Much of the conference, however, was reports from various member trades’ councils, which was were we from Barnet were contributing. We heard from:
- Hastings TUC, which has established an Unemployed Workers Centre, both giving advice to unemployed workers and recruiting them into the movement. The resulting new members have enabled Unite Community to establish a brand new branch in the region. HTUC’s next new project is a multi-union learning centre in the area. Derek Hansford, speaking for HTUC, said he believed that this year’s 20th of June Peoples’ Assembly Against Austerity demonstration was the day that the new movement against austerity began in earnest.
- Bedford & District TUC, which returned from obscurity in the wake of the the election of the Tory-LibDem government in 2010, and has had “half a decade” of struggle. Like us in Barnet, BDTUC has become a primary organiser of local demonstrations against cuts and privatisation in the area, where they previously weren’t taking place at all. They also have renewed links with the local Labour Party and pushing for more pro-trades union policies.

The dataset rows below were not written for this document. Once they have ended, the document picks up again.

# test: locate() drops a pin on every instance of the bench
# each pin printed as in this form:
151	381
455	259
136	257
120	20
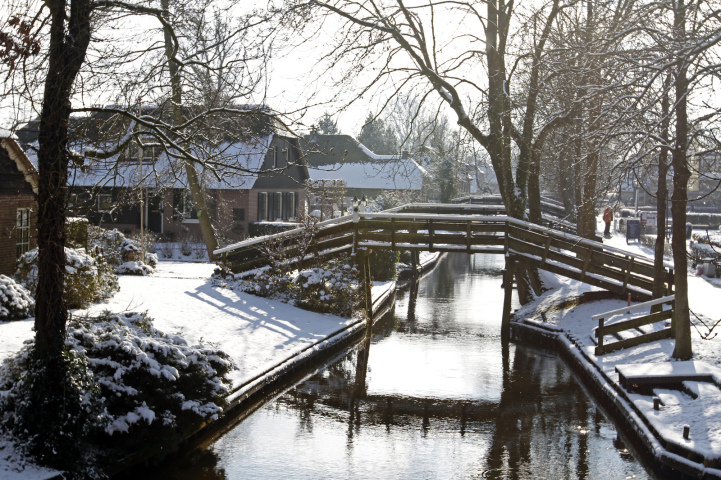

- Bromley Trades Union Council, who face a radical rightwing Tory local administration that seeks to model itself on our own in Barnet! Like public sector workers in Barnet, Bromley workers have been forced to fight for their rights and the TUC has been a key source of support, as well as holding to account the toothless “scrutiny committees” that are setting up dangerously light-touch contracts with outsourced private service providers, much like our own.
Our own experiences from Barnet got a superb response, with our very effective model of the trades’ council working in a united front with, but not running or dominating, a range of democratic campaigns like BAPS and the Save Our Libraries Campaign. It was worth reflecting, despite the serious struggles we still have to wage here, on some of the things we have achieved. These include defeating the infamous Tory extremist Brian Coleman, who’s sudden downfall in 2012 is well remembered by trades unionists throughout London (particularly the FBU!).
The conference finished with a discussion about next years’ May Day events, with local groups being strongly urged to organise their own activities. Along with much else from today, this is something we must take away and discuss.